Buhari was “nice” in person, and that was the only leadership metric that these people were interested in. It did not matter that just 4 years before, he had blatantly stirred up and enabled his supporters in the North to embark on a deadly riot against Southerners, Christians and NYSC members, leaving over 800 people dead. It did not matter that he was the only surviving person in Nigeria’s history to have committed the ultimate act of treason by seizing power from a democratically elected government and made himself an unelected dictator.

He was “nice,” and that was all it took to become Nigeria’s president. Now 5 years later, in our post-Lekki Massacre reality, we are left to repent at leisure after the reality has become abundantly apparent that Candidate Buhari’s “niceness” was only ever meant to be the political lubricant to ease General Buhari’s hostile takeover of the Nigerian state. He is not so nice anymore, is he?

Beware of the political ‘nice guy’

At a recent sitting of the Lagos State Judicial Panel into the events surrounding the Lekki Massacre, General Ahmed Taiwo’s performance elicited much fluttering of hearts and compliments from Nigerians following the events. Apart from the fact that he told lie after lie and got caught up in his own web of yarns multiple times, General Taiwo handled himself like a consummate gentleman. He even found time to speak one-on-one with a few attendees, and he announced that he would make his entry to the youthful world of Twitter soon.

His arrival on Twitter was heralded as some sort of rockstar event, complete with welcome announcements from verified Nigerian handles who had fallen under his charm. Amidst the pomp and fanfare, one would almost forget that the entire purpose behind his sudden entry into the public space is because of a brutal military massacre of unarmed civilian protesters at one of urban Nigeria’s most visible locations. One would almost forget that it is General Taiwo’s job in fact, to throw as many spanners into the work of the judicial panel as it seeks to establish a legal case for holding the Nigerian military responsible for what nearly half a million people watched it do live on Instagram.

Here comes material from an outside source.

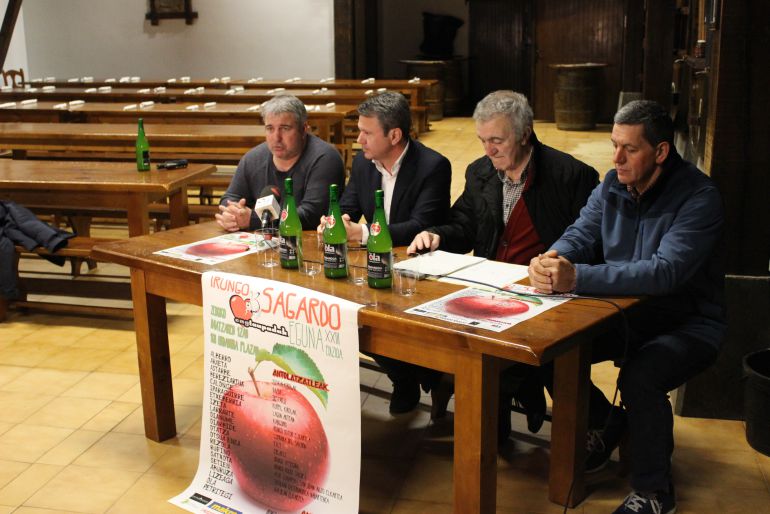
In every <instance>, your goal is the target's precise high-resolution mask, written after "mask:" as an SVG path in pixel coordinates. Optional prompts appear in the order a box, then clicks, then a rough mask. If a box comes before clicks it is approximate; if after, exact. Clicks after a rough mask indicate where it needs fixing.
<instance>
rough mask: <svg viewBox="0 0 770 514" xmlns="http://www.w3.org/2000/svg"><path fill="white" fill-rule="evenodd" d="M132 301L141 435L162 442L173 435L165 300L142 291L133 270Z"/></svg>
mask: <svg viewBox="0 0 770 514" xmlns="http://www.w3.org/2000/svg"><path fill="white" fill-rule="evenodd" d="M131 298H132V299H133V302H134V330H135V331H136V353H137V356H138V358H139V385H140V387H141V390H142V410H143V412H144V435H145V436H146V437H147V438H148V439H152V440H153V441H164V440H166V439H170V438H172V437H174V436H175V435H176V416H175V414H174V390H173V387H172V383H171V356H170V353H169V348H168V325H167V319H166V299H165V298H163V297H162V296H156V295H153V294H149V293H148V292H147V290H146V288H145V276H144V272H143V271H141V270H138V269H133V268H132V269H131Z"/></svg>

General Taiwo’s “niceness” and “charm” is not in fact, some kind of moral virtue that should be extolled – it is quite literally his job. His job is to tell a series of improbable lies in such a manner as to make the patently untrue appear true – or at least to sufficiently obfuscate the truth as to get his employer off the hook for killing innocent Nigerian citizens exercising their constitutionally guaranteed right to assembly, association, movement and expression. General Taiwo is of course, not a politician, but his job is the same as that of a quintessential Nigerian politician – to make you like him enough to the point of believing, or at least ignoring, the lies coming out of his mouth.

Like any other public-facing operator in Nigeria’s political space, General Taiwo is well versed in the art of engrossing your feelings in a warm French kiss while cold bloodedly severing your spinal cord with a bush knife. Like a politician, he is not a friend of you or anyone other than his own personal interest, which coincides with the institutional interest of his employer. In a couple of decades when he has retired, do not be in the slightest bit surprised to see him run for public office on the platform of being the likeable, rational, calm-headed ex-military officer who will end the army’s human rights abuses.

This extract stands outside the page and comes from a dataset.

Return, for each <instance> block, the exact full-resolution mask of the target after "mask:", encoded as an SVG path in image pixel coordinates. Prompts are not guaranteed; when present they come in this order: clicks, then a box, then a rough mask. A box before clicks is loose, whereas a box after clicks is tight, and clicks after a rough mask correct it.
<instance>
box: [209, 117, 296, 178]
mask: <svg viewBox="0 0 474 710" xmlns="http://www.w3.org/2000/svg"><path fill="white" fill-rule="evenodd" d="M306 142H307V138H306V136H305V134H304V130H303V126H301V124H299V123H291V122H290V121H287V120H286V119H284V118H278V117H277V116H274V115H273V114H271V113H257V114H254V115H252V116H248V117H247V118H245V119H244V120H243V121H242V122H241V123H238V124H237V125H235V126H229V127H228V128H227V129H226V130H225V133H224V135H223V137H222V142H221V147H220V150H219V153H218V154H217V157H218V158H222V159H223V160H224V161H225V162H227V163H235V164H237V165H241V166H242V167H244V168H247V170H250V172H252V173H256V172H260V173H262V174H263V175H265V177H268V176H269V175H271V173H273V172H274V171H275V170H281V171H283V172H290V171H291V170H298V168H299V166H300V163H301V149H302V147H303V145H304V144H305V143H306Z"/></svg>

In Nigerian politics, “niceness” is little more than a PR strategy to get people to take their punishment more willingly. The measure of a public figure’s ‘niceness’ is NOT in any way correlated to their earnestness, their ability to do a job, or the pureness of their intentions. If Muhammadu Buhari and the saga of the past 5 years should have taught us all something by now, it is that anybody can be made likeable – even a 3-time coup plotter with a 40-year career filled with various atrocities to his name.

You fell for General Buhari. There is no need to fall for General Taiwo.